If your interest lies in baking or cooking, America's Test Kitchen puts out a wealth of tested and reliable recipes. This was my first source of information when I started to get really serious about pastry baking. I highly reccomend both of these books. There is some overlap between the two - if you think baking is your sole interest, then Baking Illustrated would be my suggestion. But Best Recipe has a huge selection of traditional cooking technique and recipes in addition to the baking sections.
America's Test Kitchen is also behind a number of magazines, including Cook's Illustrated as well as Cook's Country. I would suggest checking them out as well - if you prefer an e-solution, thier website offers access to a wide range of recipes as well, for a small subscription price.
This book is as classic as it gets and should be on the shelf of any serious baker. There are a ton of great recipes here as well as good reliable advice regarding technique and equipment. The recipes are very accessable and offers a nice balance of simple recipes with more sophisticated.

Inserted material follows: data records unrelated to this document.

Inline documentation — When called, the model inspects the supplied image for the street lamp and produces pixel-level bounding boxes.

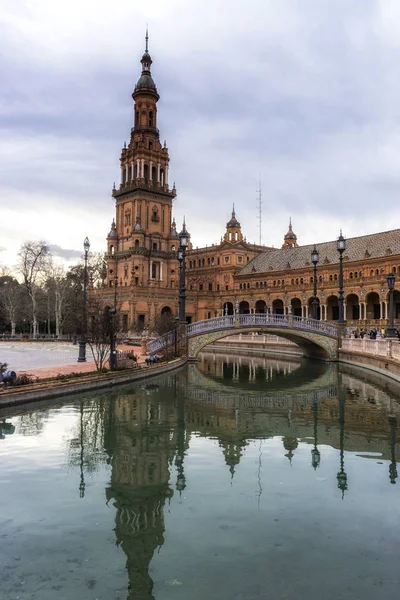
[78,236,90,362]
[386,272,397,338]
[311,245,319,321]
[178,218,188,324]
[109,272,118,369]
[337,230,346,324]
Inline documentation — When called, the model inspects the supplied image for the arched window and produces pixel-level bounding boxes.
[229,232,232,240]
[240,283,242,290]
[151,263,157,278]
[135,111,139,126]
[235,232,238,241]
[291,279,294,285]
[334,273,338,281]
[144,164,149,182]
[319,275,323,283]
[160,169,165,186]
[134,239,139,248]
[110,245,114,255]
[296,278,299,284]
[208,257,211,265]
[310,276,313,283]
[349,272,353,279]
[273,280,276,286]
[354,272,358,278]
[329,274,333,281]
[247,283,250,289]
[149,141,153,150]
[394,266,397,274]
[300,278,303,284]
[370,269,374,276]
[256,282,259,288]
[149,111,153,127]
[376,269,379,276]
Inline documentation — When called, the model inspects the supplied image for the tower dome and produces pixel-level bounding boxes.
[282,218,298,249]
[108,218,117,239]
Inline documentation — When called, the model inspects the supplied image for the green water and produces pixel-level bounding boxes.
[1,353,400,600]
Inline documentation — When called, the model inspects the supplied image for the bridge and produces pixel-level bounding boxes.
[147,314,340,361]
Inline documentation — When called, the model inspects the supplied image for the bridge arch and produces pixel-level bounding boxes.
[188,326,337,361]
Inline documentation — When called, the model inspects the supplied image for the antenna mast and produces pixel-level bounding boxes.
[257,180,262,245]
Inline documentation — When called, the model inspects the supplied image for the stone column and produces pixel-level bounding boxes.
[160,261,163,281]
[149,259,153,279]
[165,164,169,186]
[125,164,129,181]
[136,159,140,178]
[322,304,327,321]
[157,163,161,182]
[130,161,134,180]
[150,161,153,180]
[141,159,144,179]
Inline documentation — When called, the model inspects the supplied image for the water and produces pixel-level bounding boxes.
[1,353,400,600]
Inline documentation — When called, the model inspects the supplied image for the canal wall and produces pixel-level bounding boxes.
[204,333,303,358]
[0,357,187,408]
[339,338,400,383]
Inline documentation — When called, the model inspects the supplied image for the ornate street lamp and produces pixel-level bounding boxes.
[109,272,118,369]
[337,230,346,324]
[178,218,188,324]
[386,272,397,338]
[311,245,319,321]
[78,236,90,362]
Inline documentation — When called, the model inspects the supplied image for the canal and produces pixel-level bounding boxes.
[1,353,400,600]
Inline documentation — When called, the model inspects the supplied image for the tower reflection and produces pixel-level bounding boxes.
[105,389,181,600]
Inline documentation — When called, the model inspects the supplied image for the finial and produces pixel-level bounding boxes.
[173,181,176,189]
[145,26,149,52]
[113,181,115,189]
[232,203,235,216]
[124,141,126,149]
[164,140,166,148]
[289,217,292,230]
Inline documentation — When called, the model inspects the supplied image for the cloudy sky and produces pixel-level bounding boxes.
[1,0,400,267]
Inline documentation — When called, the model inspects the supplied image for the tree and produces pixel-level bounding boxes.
[86,296,120,371]
[0,276,23,336]
[18,241,51,338]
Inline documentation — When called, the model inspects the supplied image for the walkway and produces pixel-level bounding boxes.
[0,342,145,380]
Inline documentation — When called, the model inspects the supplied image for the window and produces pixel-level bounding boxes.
[208,258,211,265]
[349,272,353,279]
[153,242,157,250]
[217,284,220,291]
[171,245,176,251]
[199,283,204,291]
[329,274,333,281]
[240,283,243,289]
[291,279,294,285]
[208,312,211,319]
[225,285,229,290]
[208,283,212,291]
[151,208,159,222]
[149,141,153,150]
[110,245,114,255]
[237,256,243,263]
[149,111,153,127]
[217,257,220,265]
[300,278,303,284]
[135,277,138,285]
[135,239,139,248]
[224,256,229,263]
[334,274,338,281]
[151,263,157,278]
[125,212,131,226]
[256,282,259,288]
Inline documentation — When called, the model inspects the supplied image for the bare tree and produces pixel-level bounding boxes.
[45,262,71,337]
[18,241,51,338]
[0,277,22,336]
[86,296,118,371]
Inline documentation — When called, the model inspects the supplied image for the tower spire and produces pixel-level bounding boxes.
[145,26,149,52]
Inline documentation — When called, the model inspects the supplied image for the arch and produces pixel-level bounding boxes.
[144,163,149,182]
[255,299,266,313]
[307,296,320,319]
[272,298,284,315]
[326,295,338,321]
[366,291,381,319]
[160,168,165,186]
[346,293,360,321]
[110,244,115,255]
[152,166,157,181]
[291,297,302,317]
[223,302,234,316]
[161,306,172,316]
[134,239,139,248]
[187,326,337,361]
[239,301,250,314]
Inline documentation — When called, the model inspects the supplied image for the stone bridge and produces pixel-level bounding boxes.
[147,314,340,361]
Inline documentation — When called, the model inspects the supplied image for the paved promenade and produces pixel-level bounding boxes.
[0,342,145,380]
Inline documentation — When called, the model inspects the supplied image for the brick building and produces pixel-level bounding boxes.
[102,37,400,332]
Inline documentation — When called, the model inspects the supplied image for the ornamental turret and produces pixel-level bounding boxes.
[282,218,298,249]
[224,205,243,243]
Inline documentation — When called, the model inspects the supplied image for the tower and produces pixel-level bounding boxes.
[105,32,179,329]
[282,218,298,249]
[223,205,243,244]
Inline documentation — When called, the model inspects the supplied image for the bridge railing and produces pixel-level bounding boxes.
[147,329,176,354]
[187,315,235,336]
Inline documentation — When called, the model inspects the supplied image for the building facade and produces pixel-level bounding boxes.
[102,38,400,332]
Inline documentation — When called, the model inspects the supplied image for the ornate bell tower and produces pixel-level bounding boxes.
[106,31,180,329]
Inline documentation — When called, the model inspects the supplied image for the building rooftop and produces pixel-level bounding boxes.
[238,229,400,275]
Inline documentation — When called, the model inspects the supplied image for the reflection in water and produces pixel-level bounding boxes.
[1,354,400,600]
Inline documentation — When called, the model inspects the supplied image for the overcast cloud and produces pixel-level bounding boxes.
[1,0,400,267]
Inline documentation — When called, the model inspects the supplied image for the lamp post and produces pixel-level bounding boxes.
[178,219,188,324]
[337,230,346,324]
[78,237,90,362]
[311,245,319,320]
[386,272,397,338]
[109,272,118,369]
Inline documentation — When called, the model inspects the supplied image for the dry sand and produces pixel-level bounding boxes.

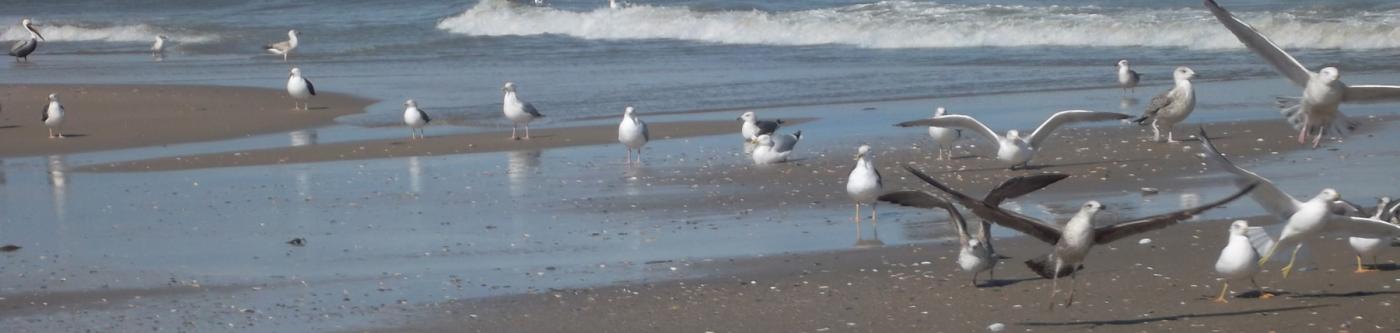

If your interests aim more towards cake, the equivelant book is also available. As of now, I don't have any content on the website regarding cake so if that is what you are looking for, this book comes highly recommended.
This is actually a textbook so there are a number of class related exercises and discussion topics but the information presented is very helpful. It delves into the science of baking and gives understandable insight into a complex subject.